The great Albert Stubbins comes to mind as a player whose name epitomised old England. Any more?

*Martin spent last Friday evening watching a Tony Robinson programme on Durham Cathedral which talked of the many miracles attributed to St Cuthbert. During the ads he switched to Sky and discovered that Sunderland were winning 1-0 at Fulham – “proof that miracles, even if short lived, can still happen.”

LIKE many grass roots football clubs, Tow Law run a football card. Always I take Arsenal, top left hand corner. Last dreich Tuesday the Gunners were nowhere to be seen. I took Chelsea. Arsenal, half-hidden, won. Then they ran a second card. Sunderland won. The jokes may be imagined.

LAST Thursday evening to Easington Colliery v West Allotment Celtic, a ground impossible to visit without recalling the FA Cup fourth qualifying round game with Chester City, October 2000.

Chester were newly relegated from the Football League; Easington had the greater claim to media attention. They’d just released Billy Elliott, the dirty dancing film set in Easington during the 1984-85 miners’ strike.

The Sun. incorrigibly, had a headline about Easington hoping for a tutu draw. The Sunday Express man, long before kick-off, had written a report beginning “They were dancing on the streets of Billy Elliott country last night.”

Sky TV simply asked a woman outside the Co-op if they still took ferrets for walks on a lead.

It tanked down, television crews dressed as if filming Hans and Lottie Haas, not Easington v Chester. For the Northern League lads, sadly, it was a step tutu far. They lost 2-0.

HOOFING from Peterlee bus station to Easington Colliery means passing through Grants Houses, a village indelibly remembered.

It was there, in a terraced bungalow on a dank June evening in 1987, that the column interviewed Derick Parry, a West Indies test cricketer in his sixth season as professional at Horden, down the road.

He’d played in 12 tests, bagging 5-15 and hitting 65 in the first innings against Australia in 1977-78. In the Durham Senior League he did even better.

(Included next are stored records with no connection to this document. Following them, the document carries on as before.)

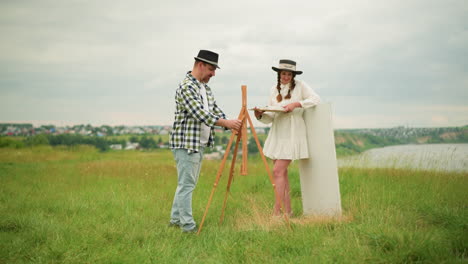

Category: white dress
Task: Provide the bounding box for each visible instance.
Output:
[258,80,320,160]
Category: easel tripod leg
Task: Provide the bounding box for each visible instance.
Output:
[219,129,242,224]
[197,133,235,234]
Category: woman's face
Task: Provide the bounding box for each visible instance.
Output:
[280,71,292,84]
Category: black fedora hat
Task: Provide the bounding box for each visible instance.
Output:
[195,50,220,69]
[271,60,302,75]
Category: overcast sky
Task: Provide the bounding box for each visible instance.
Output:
[0,0,468,128]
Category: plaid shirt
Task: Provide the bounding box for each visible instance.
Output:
[170,72,226,153]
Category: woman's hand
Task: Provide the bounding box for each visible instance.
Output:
[283,102,302,113]
[254,107,265,119]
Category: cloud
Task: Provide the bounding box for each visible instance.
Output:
[0,0,468,127]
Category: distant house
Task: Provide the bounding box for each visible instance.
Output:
[109,144,122,150]
[125,142,140,150]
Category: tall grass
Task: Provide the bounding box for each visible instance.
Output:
[0,147,468,263]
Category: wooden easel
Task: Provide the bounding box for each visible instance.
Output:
[197,85,291,234]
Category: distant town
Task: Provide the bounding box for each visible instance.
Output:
[0,123,268,137]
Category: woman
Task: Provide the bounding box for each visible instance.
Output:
[255,60,320,216]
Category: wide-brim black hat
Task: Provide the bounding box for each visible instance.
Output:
[195,50,220,69]
[271,60,302,75]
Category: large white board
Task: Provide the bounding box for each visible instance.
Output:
[299,103,341,216]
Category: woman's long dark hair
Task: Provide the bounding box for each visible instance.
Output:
[276,71,296,103]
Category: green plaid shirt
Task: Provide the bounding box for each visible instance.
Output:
[170,72,226,153]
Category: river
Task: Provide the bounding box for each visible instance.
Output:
[338,144,468,172]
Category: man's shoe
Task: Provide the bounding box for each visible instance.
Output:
[167,223,180,227]
[182,227,198,234]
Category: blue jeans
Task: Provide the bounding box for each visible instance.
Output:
[170,148,203,231]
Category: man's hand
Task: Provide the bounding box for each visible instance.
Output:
[254,107,265,119]
[216,118,242,131]
[283,102,302,112]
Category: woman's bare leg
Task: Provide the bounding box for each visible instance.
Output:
[273,160,291,215]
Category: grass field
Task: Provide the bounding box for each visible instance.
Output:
[0,146,468,263]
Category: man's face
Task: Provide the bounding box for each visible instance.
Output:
[280,71,292,84]
[201,63,216,83]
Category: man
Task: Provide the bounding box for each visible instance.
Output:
[169,50,241,232]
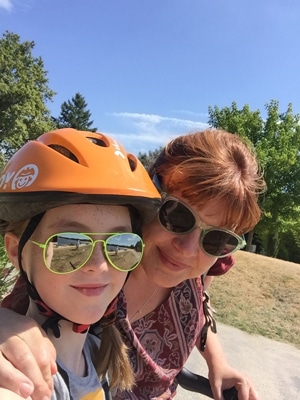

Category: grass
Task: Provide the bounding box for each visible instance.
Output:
[209,251,300,348]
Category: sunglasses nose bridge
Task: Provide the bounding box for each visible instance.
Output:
[82,239,107,268]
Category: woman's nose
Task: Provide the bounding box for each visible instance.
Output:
[172,228,201,256]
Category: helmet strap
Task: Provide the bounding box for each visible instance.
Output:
[18,212,90,338]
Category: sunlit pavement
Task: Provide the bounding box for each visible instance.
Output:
[176,323,300,400]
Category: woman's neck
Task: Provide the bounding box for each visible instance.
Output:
[124,265,172,322]
[26,300,87,376]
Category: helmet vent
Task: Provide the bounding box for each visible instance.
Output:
[49,144,79,164]
[127,157,137,171]
[87,137,108,147]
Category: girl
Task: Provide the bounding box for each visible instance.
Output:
[0,129,160,400]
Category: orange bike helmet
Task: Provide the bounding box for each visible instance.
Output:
[0,128,160,222]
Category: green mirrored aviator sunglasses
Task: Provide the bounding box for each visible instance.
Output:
[29,232,145,274]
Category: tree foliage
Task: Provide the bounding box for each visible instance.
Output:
[208,100,300,261]
[138,147,163,171]
[53,93,97,132]
[0,31,55,162]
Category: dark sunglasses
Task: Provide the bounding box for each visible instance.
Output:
[158,196,246,258]
[30,232,145,274]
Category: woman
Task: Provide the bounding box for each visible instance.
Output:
[0,129,160,400]
[0,130,265,400]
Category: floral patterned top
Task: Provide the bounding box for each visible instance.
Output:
[113,278,205,400]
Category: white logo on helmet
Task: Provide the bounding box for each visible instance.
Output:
[0,164,39,190]
[113,140,126,160]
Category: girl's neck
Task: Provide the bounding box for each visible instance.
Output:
[27,300,87,376]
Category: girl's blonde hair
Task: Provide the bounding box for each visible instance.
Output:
[0,220,134,390]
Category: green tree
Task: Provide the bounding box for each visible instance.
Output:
[0,31,55,163]
[0,236,17,302]
[208,100,300,257]
[53,93,97,132]
[138,147,163,171]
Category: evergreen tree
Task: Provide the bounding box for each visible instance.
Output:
[53,93,97,132]
[0,31,55,164]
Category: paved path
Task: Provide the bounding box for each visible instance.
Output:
[176,321,300,400]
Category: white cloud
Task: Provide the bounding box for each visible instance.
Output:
[0,0,12,11]
[107,112,208,154]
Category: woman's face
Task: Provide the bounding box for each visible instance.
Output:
[22,204,131,324]
[140,192,224,288]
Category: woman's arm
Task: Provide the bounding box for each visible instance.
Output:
[201,329,259,400]
[0,308,56,400]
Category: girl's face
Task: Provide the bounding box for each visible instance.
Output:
[141,192,224,288]
[22,204,131,324]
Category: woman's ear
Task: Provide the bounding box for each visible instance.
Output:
[4,232,20,269]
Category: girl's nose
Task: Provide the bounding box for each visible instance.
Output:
[82,242,109,271]
[172,228,201,256]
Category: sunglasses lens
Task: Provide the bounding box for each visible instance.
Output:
[45,232,93,274]
[158,199,196,233]
[202,229,239,257]
[106,233,143,271]
[44,232,144,274]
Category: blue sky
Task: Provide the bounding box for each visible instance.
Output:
[0,0,300,154]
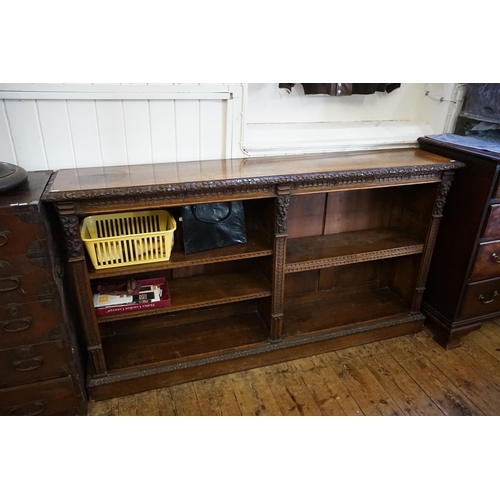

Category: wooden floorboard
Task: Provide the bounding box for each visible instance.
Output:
[88,318,500,416]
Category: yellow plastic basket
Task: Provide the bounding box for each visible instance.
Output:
[81,210,177,269]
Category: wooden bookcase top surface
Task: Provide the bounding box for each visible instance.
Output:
[44,148,462,201]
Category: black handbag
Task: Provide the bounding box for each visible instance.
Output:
[182,201,247,254]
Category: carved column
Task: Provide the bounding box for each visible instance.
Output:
[271,185,291,342]
[411,172,454,314]
[56,203,106,375]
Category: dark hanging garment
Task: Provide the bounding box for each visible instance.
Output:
[279,83,401,96]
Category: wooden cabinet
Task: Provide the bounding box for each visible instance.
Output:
[44,149,462,400]
[419,137,500,348]
[0,171,86,415]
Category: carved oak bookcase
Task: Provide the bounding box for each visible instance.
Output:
[44,149,463,400]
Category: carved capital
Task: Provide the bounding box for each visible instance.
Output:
[432,174,453,217]
[56,203,85,261]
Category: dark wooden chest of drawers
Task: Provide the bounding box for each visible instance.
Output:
[419,138,500,348]
[0,171,86,415]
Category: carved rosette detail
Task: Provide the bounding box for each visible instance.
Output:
[59,215,84,260]
[433,179,452,217]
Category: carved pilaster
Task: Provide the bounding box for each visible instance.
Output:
[432,172,454,217]
[70,261,106,375]
[276,185,291,234]
[411,172,454,314]
[56,203,85,262]
[271,184,291,342]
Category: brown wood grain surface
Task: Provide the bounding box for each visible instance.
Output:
[50,148,449,193]
[88,320,500,416]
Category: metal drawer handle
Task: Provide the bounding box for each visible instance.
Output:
[10,401,46,417]
[2,318,31,333]
[0,231,10,247]
[478,290,498,304]
[12,357,43,372]
[490,252,500,264]
[0,276,22,292]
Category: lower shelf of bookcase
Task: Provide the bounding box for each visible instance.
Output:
[87,302,425,401]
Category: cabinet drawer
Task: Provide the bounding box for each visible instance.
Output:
[470,241,500,281]
[458,279,500,319]
[0,255,53,303]
[0,210,43,258]
[483,203,500,240]
[0,377,77,416]
[0,340,68,387]
[0,299,62,349]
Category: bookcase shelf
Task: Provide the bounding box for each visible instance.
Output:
[286,228,424,273]
[44,148,463,400]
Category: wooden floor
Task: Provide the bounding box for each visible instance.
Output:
[88,318,500,416]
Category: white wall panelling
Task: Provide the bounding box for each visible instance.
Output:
[0,101,17,164]
[0,83,464,170]
[0,84,243,170]
[241,83,457,156]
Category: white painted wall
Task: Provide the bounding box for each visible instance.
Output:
[0,83,461,171]
[242,83,461,155]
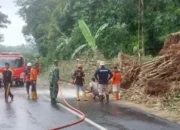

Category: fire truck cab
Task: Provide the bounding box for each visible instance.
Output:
[0,52,26,86]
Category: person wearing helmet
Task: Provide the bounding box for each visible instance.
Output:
[73,64,87,101]
[3,63,14,103]
[49,60,60,104]
[94,61,113,104]
[25,63,32,98]
[30,62,40,100]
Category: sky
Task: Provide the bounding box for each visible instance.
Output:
[0,0,26,46]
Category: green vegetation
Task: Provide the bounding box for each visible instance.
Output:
[16,0,180,65]
[0,6,10,42]
[0,44,39,63]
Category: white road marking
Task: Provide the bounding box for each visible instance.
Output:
[46,97,108,130]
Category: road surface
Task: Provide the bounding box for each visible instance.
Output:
[0,84,180,130]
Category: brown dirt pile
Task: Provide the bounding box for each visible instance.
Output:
[121,32,180,95]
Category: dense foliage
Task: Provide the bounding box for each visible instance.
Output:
[0,6,10,42]
[16,0,180,60]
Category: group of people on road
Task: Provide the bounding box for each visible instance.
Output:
[50,60,121,104]
[3,59,121,104]
[3,59,40,102]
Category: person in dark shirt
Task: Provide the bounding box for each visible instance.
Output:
[3,63,14,102]
[25,63,32,98]
[94,61,113,104]
[73,64,87,101]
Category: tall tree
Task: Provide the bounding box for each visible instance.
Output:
[0,6,10,42]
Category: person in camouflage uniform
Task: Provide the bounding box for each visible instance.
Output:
[49,60,59,104]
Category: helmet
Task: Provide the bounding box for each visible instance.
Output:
[100,61,105,66]
[27,63,32,67]
[77,64,82,68]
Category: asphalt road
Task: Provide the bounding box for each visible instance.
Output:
[0,84,180,130]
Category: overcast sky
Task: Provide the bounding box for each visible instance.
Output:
[0,0,26,46]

If only they could have done something about the weather.

Even in the house he wore two jumpers and long johns beneath his trackie bottoms. The fire blazed half way up the chimney, a box of Kleenex snuffled on the chair arm, the curtains were drawn not against the night but against the day.

“I love it at Horden,” he said.

He’d been approached during a Headingley test by Horden secretary Ray Matthews, who mistook him for Viv Richards. “Everyone does,” said Derick.

Now 63, he’d cropped up just the other day on my blog – back on his native Nevis, running his own car hire business, very much a local hero and never once mistaken for Viv Richards.

….and finally, the fictional character whose name was appropriated from an early 20th century Hawes cricket professional – last week’s column – was Jeeves, that well known gentleman’s gentleman.

Rejected after a Yorkshire trial, Percy Jeeves was the Wensleydale club’s pro in 1910, claimed 65 wickets at 7.5 and hit 77 against Leyburn. Signed by Warwickshire, he bagged 106 wickets ar 20.88 in his first season but died in 1916 on the Somme.

Eric Smallwood in Acklam, Middlesbrough, was first with the answer.

Readers are today invited to suggest what Brechin City managed last Saturday which has never been done in the Football League and not in the Scottish League for 126 years.